Toen de Christelijke Gereformeerde Kerk en de Nederduitsche Gereformeerde Kerken zich 16 juni 1892 op landelijk niveau verenigden tot de Gereformeerde Kerken in Nederland, werd afgesproken dat de plaatselijke kerken dit voorbeeld in eigen tempo zouden volgen. Tot aan het moment dat ook een locale vereniging zou plaatsvinden, zou de oudste kerk ter plaatse aangeduid worden als Gereformeerde Kerk A en de jongere als Gereformeerde Kerk B. Hoewel gereformeerd Weesp bepaald niet voorop liep bij het nu volgende proces van locale verenigingen, betekende dit niet dat er geen contact was tussen A en B. Reeds in 1891 werd overlegd over samenwerking bij de weekdiensten; de uitvoering daarvan stuitte echter op verzet bij een deel van de dolerenden.
Uit het uit 1908 daterende reglement van de jongelingvereniging blijkt, dat deze vereniging met beide kerken contact onderhield. Dat A en B er vrij lang over deden om zich te verenigen, hing waarschijnlijk mede samen met het feit dat beiden kerken een eigen predikant hadden. Pas nadat ds Goedhuijs in november 1916 naar Jutrijp-Hommerts was vertrokken, was er geen reden meer om de vereniging uit te stellen. In januari 1917 zonden de beide kerkeraden gezamenlijk een uitvoerig Ontwerp van een besluit voor de plaatselijke ineensmelting van de Gereformeerde Kerk te Weesp A en B naar hun leden. Nadat men in februari tot ineensmelting had besloten, werd op 25 februari de eerste gezamenlijke dienst gehouden in het gebouw aan de Hoogstraat. Na de ineensmelting werd de gemeente in vier wijken ingedeeld, die respectievelijk ongeveer 43, 52, 42 en 45 gezinnen telden.
Totdat het kerkgebouw aan de Hoogstraat in 1918 nogmaals vergroot was, kerkte men voorlopig nog in de twee eigen gebouwen. Al spoedig bleek evenwel dat in feite totale nieuwbouw nodig was. Met het oog daarop werd in 1921 een bouwcommissie in het leven geroepen.
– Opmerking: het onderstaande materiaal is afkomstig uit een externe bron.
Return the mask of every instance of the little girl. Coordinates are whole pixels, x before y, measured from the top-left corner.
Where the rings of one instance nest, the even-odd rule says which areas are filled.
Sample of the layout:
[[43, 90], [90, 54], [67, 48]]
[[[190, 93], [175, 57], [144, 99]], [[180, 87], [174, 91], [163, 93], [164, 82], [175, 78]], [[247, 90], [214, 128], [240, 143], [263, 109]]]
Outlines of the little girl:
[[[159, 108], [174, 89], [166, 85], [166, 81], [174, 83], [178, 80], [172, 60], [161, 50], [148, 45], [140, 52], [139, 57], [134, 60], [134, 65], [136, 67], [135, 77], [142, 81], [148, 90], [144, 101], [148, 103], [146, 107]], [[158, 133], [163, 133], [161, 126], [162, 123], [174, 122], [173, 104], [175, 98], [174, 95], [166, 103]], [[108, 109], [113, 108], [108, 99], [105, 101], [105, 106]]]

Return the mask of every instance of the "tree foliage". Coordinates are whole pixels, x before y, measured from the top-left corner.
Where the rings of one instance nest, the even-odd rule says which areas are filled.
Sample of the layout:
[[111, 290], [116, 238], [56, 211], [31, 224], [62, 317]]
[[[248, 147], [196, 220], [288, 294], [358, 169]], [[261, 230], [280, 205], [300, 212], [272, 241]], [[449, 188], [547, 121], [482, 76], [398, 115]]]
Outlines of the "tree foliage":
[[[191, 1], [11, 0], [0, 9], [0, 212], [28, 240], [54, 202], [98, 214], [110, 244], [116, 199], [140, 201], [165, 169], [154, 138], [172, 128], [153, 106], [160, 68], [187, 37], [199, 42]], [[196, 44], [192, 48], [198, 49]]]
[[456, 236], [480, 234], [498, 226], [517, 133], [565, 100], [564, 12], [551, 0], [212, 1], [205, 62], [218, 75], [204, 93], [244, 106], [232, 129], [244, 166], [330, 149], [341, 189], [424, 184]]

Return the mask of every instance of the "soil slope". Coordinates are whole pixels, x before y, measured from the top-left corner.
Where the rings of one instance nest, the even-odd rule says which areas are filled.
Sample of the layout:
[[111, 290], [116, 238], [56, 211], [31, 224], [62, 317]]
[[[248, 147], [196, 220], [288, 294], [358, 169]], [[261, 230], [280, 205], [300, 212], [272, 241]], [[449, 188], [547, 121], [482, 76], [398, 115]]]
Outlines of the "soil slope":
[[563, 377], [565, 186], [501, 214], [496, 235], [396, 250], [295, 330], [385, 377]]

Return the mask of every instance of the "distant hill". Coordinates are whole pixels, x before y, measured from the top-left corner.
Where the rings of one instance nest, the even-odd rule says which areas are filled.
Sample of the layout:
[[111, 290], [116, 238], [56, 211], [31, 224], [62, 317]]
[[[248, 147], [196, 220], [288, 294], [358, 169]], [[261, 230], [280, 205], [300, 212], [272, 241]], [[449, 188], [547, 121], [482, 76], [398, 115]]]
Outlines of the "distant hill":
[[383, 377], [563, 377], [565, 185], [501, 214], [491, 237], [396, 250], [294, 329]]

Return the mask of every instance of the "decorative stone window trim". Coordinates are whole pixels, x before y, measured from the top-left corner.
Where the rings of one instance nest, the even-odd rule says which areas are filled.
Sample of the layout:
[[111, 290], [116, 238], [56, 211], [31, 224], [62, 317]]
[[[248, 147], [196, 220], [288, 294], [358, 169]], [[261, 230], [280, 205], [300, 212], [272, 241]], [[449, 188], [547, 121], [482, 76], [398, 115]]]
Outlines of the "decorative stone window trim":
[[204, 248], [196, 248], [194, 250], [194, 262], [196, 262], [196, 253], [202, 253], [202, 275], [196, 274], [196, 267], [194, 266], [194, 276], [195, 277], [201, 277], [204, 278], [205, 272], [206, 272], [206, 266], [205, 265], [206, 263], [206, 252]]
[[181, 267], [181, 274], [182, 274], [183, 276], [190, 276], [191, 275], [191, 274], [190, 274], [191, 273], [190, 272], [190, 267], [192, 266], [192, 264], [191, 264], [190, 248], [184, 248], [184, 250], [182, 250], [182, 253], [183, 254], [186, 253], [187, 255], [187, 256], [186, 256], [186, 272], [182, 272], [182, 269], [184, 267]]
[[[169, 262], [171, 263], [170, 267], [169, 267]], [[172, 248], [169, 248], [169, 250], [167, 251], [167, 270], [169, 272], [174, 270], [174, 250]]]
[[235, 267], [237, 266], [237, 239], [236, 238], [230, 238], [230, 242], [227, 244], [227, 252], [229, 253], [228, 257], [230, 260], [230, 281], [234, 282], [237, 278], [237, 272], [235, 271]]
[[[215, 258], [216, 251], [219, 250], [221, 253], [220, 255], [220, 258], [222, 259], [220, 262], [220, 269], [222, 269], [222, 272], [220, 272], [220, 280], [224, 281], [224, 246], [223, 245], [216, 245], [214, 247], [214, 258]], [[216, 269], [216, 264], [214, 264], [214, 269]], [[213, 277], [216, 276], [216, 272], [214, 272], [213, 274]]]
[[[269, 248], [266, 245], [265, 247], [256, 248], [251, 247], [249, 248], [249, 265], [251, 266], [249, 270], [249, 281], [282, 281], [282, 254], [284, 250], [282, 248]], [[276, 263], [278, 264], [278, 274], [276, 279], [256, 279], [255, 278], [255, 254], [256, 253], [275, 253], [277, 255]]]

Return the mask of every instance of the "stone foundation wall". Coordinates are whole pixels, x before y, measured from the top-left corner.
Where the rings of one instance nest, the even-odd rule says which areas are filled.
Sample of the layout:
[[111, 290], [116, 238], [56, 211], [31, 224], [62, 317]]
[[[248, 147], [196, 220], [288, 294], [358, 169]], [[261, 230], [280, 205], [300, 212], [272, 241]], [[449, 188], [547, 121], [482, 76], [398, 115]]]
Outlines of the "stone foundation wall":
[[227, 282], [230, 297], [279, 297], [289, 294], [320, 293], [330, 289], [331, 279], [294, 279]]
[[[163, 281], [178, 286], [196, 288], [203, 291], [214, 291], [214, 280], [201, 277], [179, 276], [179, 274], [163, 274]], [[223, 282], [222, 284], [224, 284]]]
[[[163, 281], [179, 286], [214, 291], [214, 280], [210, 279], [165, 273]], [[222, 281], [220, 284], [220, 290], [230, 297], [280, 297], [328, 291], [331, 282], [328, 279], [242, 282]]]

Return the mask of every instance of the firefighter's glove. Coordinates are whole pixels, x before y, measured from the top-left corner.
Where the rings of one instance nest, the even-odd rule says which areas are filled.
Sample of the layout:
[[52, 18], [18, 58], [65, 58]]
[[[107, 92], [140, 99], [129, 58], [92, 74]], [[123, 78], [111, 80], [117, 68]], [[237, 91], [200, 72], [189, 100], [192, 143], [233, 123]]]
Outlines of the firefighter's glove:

Nadat in 1927 definitief was besloten een nieuwe kerk te bouwen op de plaats van de bestaande kerk aan de Hoogstraat, kon men in september van dat jaar een huis met grond aan de Middenstraat kopen, dat direct achter de tuin van de bestaande pastorie aan de Hoogstraat grensde. In november 1927 werd besloten Egb. Reitsma te Groningen als architect te nemen.  Tijdens de bouwperiode, die 26 februari 1928 aanving, kwam de gemeente samen in de grote zaal van hotel ‘De Roskam’ aan het Buitenveer. De feestelijke ingebruikneming van het nieuwe gebouw vond plaats op 25 april 1929. Het orgel werd gebouwd door de fa. Valckx & Van Kouteren & Co. te Rotterdam. In 1968 werd het kerkgebouw gedeeltelijk door brand verwoest; de aangebouwde lokalen en dito pastorie bleven gespaard. Besloten werd tot een minder kostbare herbouw, waarbij de oorspronkelijke parabolische overkapping van de kerkzaal vervangen werd door een vlakke kapconstructie. De feestelijke heropening vond plaats op 22 december 1969. Omdat op grond van sociologisch onderzoek aangenomen werd dat de Gereformeerde Kerk voorlopig zou groeien, werd in besloten een tweede kerkgebouw te vestigen in het nieuwste uitbreidingsgebied. Op 29 oktober 1970 werd het Kerkcentrum ‘Hogewey’, Waarschapsstraat 3, in gebruik genomen. Nadat in de jaren tachtig duidelijk werd dat twee kerkgebouwen teveel van het goede was, werd in 1988 besloten het kerkgebouw aan de Hoogstraat inclusief de pastorie te verkopen, met uitzondering van de grote zaal aan de achterzijde, die ook vanuit de Middenstraat toegankelijk was. De bewuste zaal is als ‘BIOS-gebouw’ thans in gebruik voor jeugdwerk.
Nadat reeds eerder samensprekingen hadden plaatsgevonden tussen vertegenwoor-digers van de Evangelisch Lutherse gemeente Weesp en de Gereformeerde Kerk te Weesp, spraken de kerkeraden van de genoemde gemeente en kerk op zondag 6 september 1998 samen met de kerkeraad van de Hervormde gemeente te Weesp en Driemond officieel de intentie uit om tot een federatie te komen en werd het besluit genomen tot instelling van een samenwerkingscommissie. Op voorstel van genoemde commissie werd later besloten te streven naar een fusie. Op donderdag 28 oktober 2004 namen de drie kerkeraden het besluit dat men in de toekomst slechts op één plaats, namelijk de Grote of Laurenskerk, zou bijeen-komen. Op zondag 14 mei 2006 werd de akte van fusie tussen de genoemde gemeenten en kerk getekend en ging de Gereformeerde Kerk te Weesp op in de Protestantse gemeente te Weesp en Driemond. Zondag 19 november 2006 vond de laatste officiële dienst in het kerkcentrum ‘Hogewey’ plaats. Op 30 november 2006 nam het college van kerkrentmeesters van de protestantse gemeente het besluit het kerkcentrum ‘Hogewey’ met de belendende woning te verkopen aan J.M. Putter Beheer BV te Uitgeest.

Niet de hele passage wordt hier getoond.